Sterling has deep roots in Silicon Valley. With over 30 years of industry experience, our days are spent helping amazingly cool tech companies shape their narratives and gain visibility.
We’ve witnessed explosive growth in new technologies, but we also watched the collapse of traditional media. Over the years, PR tactics evolved from standard press releases and media tours into sophisticated digital strategies that connect with target audiences on a deeper level. What lies ahead for brand storytelling, ROI measurement, and organic/earned media in the new decade?
Recently, Sterling Communications joined other leaders from top Bay Area agencies for an immersive panel held by San Jose State University and the Public Relations Student Society of America (PRSSA). We answered these questions and more for an audience of sharp, eager undergrads who have their sights set on a career in public relations.
San Jose State University PRSSA Agency Panel
Responses below are drawn from the SJSU/PRSSA event and condensed for clarity.
1. How has the PR industry changed in the past five years? What do you predict will happen in the next 10 years?

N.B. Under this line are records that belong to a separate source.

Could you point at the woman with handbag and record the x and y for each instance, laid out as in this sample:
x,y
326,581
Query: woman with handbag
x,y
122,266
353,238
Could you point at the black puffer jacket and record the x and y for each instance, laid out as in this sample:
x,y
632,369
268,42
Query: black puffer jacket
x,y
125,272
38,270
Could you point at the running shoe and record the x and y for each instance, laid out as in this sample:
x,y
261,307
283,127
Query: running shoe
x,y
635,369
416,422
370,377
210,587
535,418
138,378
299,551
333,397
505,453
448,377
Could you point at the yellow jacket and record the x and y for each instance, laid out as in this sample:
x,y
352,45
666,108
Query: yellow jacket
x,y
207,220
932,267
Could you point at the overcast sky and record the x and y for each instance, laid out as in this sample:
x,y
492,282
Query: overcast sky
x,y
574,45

Public relations and digital marketing have become even more intimately linked. PR has long been focused on press releases, pitching reporters, tradeshows, and media tours. But our craft morphed as the media landscape changed. Now, we are also expected to deliver on SEO and content strategy, and to support digital marketing metrics. Over the next decade, we’ll see increasing overlap between these previously siloed disciplines. PR will be expected to help support business and sales objectives more than ever. For example, a common modern key performance indicator (KPI) involves showing that public relations drives targeted customers to websites through supporting blog content and social media strategies.
2. What is the biggest challenge in the tech PR industry?
Tech marketing leaders must understand that their brand is competing with a LOT of noise. Reporters receive upwards of a hundred pitches per day. According to MuckRack, there were more than six PR pros for every journalist in 2018. A successful PR program requires creativity and consistency to make your clients stand out and capture a share of the world’s shrinking attention span.
3. What is a top misconception about PR, and how do you earn the trust of journalists?
Journalists often think that PR practitioners don’t do their research and overhype their clients. When I left the journalism world, colleagues and mentors teased me for “going to the dark side” of the communications industry. Silicon Valley PR practitioners can combat these misconceptions by taking the time to understand their clients, specifically their technology and key differentiators. Become a trusted resource that journalists can come to with questions, and don’t pitch them anything that isn’t truly notable or newsworthy.
4. What is the top skill you rely on as a PR professional?
If I had to pick one marketing or PR skill with the highest value, it’s copywriting (hands down). Be the person your team can count on to craft that critical email, blog post, headline, or press release. In our meme and soundbite obsessed world, clear and concise writing is needed more than ever
5. Have you personally changed any beliefs about public relations over the past decade?
I love my career and find it extremely interesting. But when I was a young journalist, I believed that most PR people were insincere spin doctors. Over the years, however, I’ve met many incredibly brilliant professional communicators and I’ve learned so much because of the way they champion their clients and causes. PR helps new ideas flourish and advances technologies that can make our world better in measurable ways. I’m excited to be so close to emerging technologies that impact our daily lives — and it’s gratifying to help tell those stories.
— A version of this report was also published on MuckRack.